Au visa des articles L.131-1 et L.131-2 du code des procédures civiles d’exécution, les demandeurs sollicitent que soit prononcée une astreinte pour assurer l’exécution de l’expulsion, soulignant que Monsieur [O] [B] [F] ne justifie d’aucune démarche de relogement, aurait refusé des propositions de logement, et qu’il dispose de ressources suffisantes pour obtenir un nouveau logement.
Par application de l’article 1240 du code civil ils demandent d’être indemnisés pour l’occupation de leur bien immobilier.

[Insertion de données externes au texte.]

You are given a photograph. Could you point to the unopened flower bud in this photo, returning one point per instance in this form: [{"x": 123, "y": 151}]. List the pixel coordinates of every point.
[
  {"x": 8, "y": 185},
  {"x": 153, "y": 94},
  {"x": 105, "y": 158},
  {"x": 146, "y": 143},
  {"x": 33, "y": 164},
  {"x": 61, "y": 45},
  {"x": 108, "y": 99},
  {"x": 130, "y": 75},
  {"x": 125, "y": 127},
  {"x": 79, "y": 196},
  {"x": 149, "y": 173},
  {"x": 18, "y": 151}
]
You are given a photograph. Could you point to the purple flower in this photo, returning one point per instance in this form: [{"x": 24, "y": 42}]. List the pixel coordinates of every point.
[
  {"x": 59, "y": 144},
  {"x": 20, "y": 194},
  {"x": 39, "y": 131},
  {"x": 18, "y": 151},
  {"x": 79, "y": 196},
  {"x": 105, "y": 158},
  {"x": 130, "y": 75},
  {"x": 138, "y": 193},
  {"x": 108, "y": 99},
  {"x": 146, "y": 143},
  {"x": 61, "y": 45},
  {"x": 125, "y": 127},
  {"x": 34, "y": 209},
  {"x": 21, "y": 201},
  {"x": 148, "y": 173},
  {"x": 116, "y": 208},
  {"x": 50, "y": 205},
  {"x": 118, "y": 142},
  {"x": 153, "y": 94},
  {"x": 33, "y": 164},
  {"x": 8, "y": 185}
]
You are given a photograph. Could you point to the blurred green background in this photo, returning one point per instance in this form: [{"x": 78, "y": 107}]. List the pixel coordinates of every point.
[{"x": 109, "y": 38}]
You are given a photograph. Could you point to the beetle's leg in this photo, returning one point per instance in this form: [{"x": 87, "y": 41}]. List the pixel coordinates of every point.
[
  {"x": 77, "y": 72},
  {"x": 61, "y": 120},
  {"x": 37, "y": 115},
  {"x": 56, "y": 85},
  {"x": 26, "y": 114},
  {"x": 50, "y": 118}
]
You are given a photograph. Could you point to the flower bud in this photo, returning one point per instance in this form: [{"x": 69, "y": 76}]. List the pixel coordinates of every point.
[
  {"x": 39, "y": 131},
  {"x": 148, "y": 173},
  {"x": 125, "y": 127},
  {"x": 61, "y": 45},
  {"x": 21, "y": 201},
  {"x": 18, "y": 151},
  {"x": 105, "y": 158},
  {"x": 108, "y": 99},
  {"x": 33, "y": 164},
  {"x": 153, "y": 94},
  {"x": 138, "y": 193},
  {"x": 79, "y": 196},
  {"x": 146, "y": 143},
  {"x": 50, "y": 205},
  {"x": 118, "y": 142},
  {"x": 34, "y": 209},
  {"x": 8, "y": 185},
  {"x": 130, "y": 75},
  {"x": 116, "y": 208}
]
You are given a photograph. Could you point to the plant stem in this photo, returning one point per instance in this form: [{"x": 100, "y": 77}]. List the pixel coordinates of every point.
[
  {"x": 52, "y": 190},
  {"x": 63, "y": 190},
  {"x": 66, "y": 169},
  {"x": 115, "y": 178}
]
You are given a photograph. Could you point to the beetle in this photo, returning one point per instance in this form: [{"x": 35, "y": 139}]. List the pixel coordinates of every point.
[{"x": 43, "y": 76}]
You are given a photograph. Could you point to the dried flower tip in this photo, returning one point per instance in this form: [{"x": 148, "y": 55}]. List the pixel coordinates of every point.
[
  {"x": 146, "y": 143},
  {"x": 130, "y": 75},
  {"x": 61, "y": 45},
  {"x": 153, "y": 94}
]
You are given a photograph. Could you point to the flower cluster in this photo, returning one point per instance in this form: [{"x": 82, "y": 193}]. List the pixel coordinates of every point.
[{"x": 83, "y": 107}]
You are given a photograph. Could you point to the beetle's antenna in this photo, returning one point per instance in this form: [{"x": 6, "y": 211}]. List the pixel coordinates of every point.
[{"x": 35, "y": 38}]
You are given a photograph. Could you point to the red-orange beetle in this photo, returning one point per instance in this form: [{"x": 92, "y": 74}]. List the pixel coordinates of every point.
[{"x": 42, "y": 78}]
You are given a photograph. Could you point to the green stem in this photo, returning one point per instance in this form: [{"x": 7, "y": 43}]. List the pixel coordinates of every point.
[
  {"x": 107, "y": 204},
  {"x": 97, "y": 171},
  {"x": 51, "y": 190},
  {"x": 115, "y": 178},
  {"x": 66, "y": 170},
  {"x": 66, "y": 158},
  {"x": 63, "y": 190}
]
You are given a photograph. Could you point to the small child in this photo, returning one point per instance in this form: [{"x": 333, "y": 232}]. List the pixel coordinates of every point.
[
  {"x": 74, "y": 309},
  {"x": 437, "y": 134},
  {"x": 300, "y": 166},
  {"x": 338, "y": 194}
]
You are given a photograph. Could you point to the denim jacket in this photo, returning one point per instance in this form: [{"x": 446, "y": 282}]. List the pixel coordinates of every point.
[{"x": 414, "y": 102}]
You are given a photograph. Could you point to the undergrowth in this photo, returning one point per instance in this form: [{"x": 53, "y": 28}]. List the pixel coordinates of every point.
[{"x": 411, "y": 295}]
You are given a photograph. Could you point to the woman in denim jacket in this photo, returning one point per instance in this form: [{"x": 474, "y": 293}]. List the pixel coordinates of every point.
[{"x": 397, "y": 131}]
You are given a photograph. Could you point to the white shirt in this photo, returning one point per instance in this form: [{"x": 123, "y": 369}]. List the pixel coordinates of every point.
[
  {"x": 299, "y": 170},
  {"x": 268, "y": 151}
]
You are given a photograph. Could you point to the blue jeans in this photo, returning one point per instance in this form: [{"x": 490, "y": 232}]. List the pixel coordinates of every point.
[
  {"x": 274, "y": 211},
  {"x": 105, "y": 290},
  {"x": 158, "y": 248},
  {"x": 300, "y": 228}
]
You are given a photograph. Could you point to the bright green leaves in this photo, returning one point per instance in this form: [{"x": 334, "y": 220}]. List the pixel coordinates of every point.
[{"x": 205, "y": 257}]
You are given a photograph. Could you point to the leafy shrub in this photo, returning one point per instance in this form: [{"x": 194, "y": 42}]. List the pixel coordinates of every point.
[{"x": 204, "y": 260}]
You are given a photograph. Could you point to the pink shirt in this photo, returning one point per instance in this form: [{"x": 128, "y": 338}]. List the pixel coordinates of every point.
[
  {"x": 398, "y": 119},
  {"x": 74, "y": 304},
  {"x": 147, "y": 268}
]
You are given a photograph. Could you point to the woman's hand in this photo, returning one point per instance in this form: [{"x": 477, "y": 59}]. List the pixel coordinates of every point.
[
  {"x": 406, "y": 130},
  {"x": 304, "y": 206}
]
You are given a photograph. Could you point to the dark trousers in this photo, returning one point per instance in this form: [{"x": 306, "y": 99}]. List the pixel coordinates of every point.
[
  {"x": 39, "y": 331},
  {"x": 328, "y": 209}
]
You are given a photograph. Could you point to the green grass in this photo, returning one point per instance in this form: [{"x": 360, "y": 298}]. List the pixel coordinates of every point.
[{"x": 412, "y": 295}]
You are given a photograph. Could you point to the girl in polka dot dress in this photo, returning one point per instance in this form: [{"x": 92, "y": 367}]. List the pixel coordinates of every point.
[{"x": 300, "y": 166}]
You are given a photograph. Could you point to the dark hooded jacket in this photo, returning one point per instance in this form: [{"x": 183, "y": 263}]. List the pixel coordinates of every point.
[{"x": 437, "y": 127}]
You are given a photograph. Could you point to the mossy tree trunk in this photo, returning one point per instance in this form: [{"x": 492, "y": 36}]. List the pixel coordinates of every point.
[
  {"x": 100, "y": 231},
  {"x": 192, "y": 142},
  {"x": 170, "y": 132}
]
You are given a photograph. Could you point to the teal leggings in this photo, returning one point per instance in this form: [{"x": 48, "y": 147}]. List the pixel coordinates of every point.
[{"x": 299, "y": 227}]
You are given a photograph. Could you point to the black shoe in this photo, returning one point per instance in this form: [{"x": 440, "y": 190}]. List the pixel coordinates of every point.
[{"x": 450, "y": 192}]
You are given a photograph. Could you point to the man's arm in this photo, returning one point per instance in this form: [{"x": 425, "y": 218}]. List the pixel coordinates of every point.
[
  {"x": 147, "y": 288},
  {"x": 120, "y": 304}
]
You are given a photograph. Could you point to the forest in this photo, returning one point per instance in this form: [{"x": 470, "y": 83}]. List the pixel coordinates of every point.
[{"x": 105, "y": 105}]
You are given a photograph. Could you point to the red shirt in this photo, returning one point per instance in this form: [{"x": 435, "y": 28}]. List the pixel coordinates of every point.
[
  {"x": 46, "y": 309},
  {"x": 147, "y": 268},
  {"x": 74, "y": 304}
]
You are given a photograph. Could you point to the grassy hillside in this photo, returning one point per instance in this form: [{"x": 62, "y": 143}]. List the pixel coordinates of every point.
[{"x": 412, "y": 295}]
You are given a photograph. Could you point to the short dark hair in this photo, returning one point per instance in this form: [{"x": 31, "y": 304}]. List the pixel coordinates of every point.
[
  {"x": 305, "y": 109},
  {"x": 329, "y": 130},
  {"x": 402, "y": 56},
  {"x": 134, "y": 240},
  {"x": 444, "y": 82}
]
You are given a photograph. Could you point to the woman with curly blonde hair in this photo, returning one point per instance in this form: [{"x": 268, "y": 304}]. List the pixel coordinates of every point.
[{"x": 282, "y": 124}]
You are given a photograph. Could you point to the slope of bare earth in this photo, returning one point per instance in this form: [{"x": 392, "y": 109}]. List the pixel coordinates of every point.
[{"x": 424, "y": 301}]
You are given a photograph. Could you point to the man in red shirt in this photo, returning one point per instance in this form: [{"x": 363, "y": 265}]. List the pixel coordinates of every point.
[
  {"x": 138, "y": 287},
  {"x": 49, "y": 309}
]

Monsieur [O] [B] [F], représenté par son conseil, demande à titre principal l’annulation du congé délivré le 4 février 2021, et à titre subsidiaire que les demandeurs soient déboutés de leur demande d’astreinte. En tout état de cause, il sollicite que Monsieur [E] et Madame [E] soient condamnés aux dépens.

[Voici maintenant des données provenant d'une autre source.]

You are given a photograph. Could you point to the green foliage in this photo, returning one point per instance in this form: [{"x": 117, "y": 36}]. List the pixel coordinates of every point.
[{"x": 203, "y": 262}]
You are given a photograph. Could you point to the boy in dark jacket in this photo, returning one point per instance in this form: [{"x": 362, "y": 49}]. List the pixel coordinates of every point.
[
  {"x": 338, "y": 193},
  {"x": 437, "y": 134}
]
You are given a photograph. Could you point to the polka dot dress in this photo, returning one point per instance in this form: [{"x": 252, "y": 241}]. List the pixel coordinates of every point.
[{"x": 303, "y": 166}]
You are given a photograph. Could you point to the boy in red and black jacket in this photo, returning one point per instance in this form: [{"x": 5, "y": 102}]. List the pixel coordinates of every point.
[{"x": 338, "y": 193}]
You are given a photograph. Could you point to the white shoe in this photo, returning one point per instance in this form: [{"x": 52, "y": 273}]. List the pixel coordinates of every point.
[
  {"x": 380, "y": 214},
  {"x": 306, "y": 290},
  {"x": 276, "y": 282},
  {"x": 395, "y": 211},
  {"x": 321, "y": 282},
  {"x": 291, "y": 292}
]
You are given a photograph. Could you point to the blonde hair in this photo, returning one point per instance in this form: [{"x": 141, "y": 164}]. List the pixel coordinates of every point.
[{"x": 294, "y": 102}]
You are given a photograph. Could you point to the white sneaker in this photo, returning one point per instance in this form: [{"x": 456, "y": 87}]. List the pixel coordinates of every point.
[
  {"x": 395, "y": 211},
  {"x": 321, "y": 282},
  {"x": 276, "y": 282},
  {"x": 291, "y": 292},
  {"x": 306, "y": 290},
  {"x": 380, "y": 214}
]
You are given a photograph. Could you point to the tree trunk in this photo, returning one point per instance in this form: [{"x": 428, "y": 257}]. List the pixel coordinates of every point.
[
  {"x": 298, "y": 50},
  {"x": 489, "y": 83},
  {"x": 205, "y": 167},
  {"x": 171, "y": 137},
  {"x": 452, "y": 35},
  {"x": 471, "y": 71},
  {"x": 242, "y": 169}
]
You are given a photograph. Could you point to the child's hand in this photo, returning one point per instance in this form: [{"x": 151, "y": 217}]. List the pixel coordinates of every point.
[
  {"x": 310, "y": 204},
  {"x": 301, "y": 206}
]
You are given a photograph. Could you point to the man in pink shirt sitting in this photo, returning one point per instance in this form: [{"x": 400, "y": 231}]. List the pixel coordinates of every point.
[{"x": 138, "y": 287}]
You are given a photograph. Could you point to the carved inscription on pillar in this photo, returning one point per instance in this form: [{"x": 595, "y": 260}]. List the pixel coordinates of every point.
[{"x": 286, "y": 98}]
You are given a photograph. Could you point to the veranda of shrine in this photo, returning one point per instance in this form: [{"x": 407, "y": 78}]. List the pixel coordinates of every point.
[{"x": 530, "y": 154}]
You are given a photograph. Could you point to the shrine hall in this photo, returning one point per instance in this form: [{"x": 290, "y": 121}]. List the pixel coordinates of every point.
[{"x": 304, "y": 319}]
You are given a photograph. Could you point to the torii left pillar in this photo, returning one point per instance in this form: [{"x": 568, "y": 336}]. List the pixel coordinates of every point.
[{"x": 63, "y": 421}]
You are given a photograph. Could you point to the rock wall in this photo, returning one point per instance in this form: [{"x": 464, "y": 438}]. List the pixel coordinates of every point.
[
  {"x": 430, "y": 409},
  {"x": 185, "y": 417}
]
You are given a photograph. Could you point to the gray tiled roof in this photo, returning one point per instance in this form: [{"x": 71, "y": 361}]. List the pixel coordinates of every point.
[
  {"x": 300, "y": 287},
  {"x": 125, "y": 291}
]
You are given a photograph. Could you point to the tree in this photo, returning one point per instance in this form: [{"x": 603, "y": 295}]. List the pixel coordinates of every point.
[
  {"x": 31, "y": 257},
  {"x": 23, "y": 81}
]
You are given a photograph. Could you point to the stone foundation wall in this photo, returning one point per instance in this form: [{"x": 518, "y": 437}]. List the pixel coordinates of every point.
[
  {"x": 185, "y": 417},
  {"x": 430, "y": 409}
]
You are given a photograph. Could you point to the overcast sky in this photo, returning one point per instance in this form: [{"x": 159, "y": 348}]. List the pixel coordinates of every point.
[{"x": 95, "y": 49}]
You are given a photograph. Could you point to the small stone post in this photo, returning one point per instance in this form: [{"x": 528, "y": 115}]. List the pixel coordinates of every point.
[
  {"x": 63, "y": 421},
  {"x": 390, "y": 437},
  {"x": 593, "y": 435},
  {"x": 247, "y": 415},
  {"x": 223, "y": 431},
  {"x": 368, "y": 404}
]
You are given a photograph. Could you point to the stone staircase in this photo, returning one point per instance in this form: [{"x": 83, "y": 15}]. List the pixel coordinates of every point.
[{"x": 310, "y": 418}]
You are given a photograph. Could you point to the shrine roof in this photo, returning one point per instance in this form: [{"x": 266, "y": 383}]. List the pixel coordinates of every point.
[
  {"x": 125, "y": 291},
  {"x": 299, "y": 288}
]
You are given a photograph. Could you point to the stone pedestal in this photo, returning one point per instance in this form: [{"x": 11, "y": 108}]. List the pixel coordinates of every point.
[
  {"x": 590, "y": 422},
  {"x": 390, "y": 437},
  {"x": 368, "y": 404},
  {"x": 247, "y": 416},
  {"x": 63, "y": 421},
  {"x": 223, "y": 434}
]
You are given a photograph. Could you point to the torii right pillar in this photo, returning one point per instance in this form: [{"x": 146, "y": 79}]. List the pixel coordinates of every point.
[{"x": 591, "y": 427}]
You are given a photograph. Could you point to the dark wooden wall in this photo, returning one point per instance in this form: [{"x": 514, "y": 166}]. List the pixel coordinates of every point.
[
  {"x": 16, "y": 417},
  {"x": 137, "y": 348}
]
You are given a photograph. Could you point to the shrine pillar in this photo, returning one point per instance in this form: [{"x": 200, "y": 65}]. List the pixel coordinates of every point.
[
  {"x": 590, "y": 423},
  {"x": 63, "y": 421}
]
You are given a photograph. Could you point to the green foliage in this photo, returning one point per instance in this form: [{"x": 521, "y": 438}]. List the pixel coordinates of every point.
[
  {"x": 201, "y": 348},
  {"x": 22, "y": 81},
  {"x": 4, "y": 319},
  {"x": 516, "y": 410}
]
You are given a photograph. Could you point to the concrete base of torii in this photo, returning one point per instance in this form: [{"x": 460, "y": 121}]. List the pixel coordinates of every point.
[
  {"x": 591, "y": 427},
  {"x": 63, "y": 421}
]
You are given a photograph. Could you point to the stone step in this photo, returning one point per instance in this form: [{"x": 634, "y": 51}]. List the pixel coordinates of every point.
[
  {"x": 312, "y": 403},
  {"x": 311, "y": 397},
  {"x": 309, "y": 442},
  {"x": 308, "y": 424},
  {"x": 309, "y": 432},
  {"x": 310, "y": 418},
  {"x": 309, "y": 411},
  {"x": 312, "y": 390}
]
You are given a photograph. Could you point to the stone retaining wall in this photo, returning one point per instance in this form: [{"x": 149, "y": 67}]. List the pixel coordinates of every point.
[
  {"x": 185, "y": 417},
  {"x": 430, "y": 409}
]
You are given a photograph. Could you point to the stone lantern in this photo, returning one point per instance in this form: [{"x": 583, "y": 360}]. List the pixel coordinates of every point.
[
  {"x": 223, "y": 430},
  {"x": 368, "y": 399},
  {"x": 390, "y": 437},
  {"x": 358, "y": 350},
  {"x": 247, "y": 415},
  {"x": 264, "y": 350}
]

Au soutien de ses prétentions, Monsieur [O] [B] [F] fait valoir que le numéro [Adresse 6] à [Localité 9] n’existe plus et que par conséquent le congé délivré à cette adresse est nul. Il explique en outre que la date visée par le congé n’a pas été correctement déterminée, et que Monsieur [O] [B] [F] ne pouvait renoncer à une option dont il n’avait pas connaissance.
A titre subsidiaire, il fait valoir que l’astreinte n’est pas proportionnée à la demande et que Monsieur [O] [B] [F] justifie de démarches de relogement.
L’affaire a été mise en délibéré au 18 mars 2024.
MOTIFS
I. Sur la demande d’expulsion et ses conséquences
- Sur la durée du bail
Il ressort de la lecture conjointe des articles 10 et 13 de la loi n° 89-462 du 6 juillet 1989 que le contrat de location est conclu pour une durée au moins égale à trois ans pour les bailleurs personnes physiques ainsi que pour les bailleurs définis à l'article 13, les sociétés civiles immobilières constituées exclusivement entre parents et alliés jusqu’au quatrième degré inclus, et à 6 ans pour les bailleurs personnes morales. L’article 10 dispose que si le bailleur ne donne pas congé dans les conditions de forme et de délai prévues à l'article 15, le contrat de location parvenu à son terme est soit reconduit tacitement, soit renouvelé. En cas de reconduction tacite, la durée du contrat reconduit est de 3 ans pour les bailleurs personnes physiques ainsi que lorsque le bailleur est une société civile constituée exclusivement entre parents et alliés jusqu'au quatrième degré inclus, et de 6 ans pour les bailleurs personnes morales.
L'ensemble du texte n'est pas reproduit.